This was a matter of peculiar gratification to Airy, who had
always maintained that the method of Tables of Errors, which had been
so persistently adhered to by the Admiralty, was a mistake, and that
sooner or later they would find it necessary to adopt his method of
mechanical correction. The passage referred to is as follows: "The
name of Sir George Airy, the father of the mechanical compensation of
the compass in iron vessels, having just been mentioned, it may not be
inappropriate to remind you that the present year is the fiftieth
since Sir George Airy presented to the Royal Society his celebrated
paper on this subject with the account of his experiments on the
'Rainbow' and 'Ironsides.' Fifty years is a long period in one man's
history, and Sir George Airy may well be proud in looking back over
this period to see how complete has been the success of his compass
investigation. His mode of compensation has been adopted by all the
civilized world.

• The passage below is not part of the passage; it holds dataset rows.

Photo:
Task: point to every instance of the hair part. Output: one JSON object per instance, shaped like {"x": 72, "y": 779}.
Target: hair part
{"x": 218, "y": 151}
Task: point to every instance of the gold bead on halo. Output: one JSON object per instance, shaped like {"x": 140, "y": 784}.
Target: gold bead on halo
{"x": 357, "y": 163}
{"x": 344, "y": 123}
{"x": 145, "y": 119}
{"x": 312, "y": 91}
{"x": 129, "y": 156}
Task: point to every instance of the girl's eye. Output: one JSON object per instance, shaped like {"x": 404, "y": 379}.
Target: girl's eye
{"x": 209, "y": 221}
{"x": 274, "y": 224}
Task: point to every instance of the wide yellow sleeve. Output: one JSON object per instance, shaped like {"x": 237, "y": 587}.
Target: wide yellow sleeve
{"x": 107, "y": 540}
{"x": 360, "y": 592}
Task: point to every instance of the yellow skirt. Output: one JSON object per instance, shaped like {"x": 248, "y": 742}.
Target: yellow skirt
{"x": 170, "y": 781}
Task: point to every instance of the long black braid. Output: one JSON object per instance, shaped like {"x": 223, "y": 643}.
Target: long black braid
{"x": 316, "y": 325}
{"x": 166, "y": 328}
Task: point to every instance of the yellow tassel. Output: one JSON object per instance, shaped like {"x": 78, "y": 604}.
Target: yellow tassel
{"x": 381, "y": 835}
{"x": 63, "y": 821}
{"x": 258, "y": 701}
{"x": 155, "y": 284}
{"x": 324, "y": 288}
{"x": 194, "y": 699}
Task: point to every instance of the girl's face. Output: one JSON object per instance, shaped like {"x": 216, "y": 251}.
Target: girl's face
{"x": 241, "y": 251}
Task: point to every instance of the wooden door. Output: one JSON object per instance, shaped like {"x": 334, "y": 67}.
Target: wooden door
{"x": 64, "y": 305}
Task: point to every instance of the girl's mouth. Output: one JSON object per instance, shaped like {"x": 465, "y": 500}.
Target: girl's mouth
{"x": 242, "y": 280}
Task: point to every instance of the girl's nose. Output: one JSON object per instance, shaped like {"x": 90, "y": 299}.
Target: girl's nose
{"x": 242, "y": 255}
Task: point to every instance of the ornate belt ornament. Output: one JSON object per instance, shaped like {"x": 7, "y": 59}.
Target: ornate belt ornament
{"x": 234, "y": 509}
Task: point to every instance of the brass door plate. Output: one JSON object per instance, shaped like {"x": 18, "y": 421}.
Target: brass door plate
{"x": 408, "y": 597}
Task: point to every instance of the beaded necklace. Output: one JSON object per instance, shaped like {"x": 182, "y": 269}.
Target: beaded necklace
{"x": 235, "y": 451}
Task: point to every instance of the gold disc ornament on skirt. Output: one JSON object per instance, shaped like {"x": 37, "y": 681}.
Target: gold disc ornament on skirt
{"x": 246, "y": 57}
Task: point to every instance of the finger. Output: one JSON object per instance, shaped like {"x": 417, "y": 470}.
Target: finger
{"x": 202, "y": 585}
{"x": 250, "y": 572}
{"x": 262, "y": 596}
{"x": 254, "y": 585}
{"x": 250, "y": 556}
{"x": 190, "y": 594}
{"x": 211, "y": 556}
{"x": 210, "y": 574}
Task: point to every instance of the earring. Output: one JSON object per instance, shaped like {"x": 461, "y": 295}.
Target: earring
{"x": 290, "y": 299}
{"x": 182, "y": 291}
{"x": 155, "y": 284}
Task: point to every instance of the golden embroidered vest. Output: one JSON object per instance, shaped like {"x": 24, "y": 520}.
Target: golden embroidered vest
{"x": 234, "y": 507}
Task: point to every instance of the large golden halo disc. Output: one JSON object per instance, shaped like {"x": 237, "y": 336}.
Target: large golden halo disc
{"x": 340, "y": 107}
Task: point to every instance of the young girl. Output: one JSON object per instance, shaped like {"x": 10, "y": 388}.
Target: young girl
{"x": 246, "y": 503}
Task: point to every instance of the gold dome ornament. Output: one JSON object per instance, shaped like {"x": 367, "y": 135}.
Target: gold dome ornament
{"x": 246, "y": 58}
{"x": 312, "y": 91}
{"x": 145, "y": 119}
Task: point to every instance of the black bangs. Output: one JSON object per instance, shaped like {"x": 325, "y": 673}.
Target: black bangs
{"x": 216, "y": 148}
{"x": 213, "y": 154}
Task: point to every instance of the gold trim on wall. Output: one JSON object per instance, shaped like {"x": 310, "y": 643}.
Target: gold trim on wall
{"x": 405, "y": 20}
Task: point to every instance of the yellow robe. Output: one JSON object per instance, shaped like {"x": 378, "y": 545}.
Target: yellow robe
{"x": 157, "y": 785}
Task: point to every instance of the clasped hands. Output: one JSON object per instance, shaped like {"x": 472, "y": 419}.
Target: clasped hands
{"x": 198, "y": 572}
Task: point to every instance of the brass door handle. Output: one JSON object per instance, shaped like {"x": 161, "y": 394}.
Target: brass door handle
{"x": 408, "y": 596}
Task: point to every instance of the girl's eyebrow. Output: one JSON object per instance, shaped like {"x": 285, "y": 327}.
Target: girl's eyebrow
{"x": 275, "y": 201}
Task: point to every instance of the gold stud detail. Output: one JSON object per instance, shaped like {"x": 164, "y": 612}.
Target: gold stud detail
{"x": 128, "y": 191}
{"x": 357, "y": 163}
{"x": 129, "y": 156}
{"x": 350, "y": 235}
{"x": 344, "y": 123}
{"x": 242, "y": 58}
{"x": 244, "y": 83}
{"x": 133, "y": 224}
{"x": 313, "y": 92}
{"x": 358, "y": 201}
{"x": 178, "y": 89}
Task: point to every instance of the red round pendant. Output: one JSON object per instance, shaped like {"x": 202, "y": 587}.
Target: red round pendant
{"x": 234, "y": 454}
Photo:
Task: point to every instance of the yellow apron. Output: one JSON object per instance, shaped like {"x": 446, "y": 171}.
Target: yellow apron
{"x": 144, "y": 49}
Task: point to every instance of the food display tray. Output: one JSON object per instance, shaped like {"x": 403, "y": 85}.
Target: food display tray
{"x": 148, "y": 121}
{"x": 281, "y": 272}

Sir William Thomson, one of the latest and perhaps
the most successful of modern compass adjusters, when he exhibited his
apparatus in 1878 before a distinguished meeting in London, remarked
that within the last ten years the application of Sir George Airy's
method had become universal, not only in the merchant service, but in
the navies of this and other countries, and added--The compass and the
binnacles before you are designed to thoroughly carry out in practical
navigation the Astronomer Royal's principles.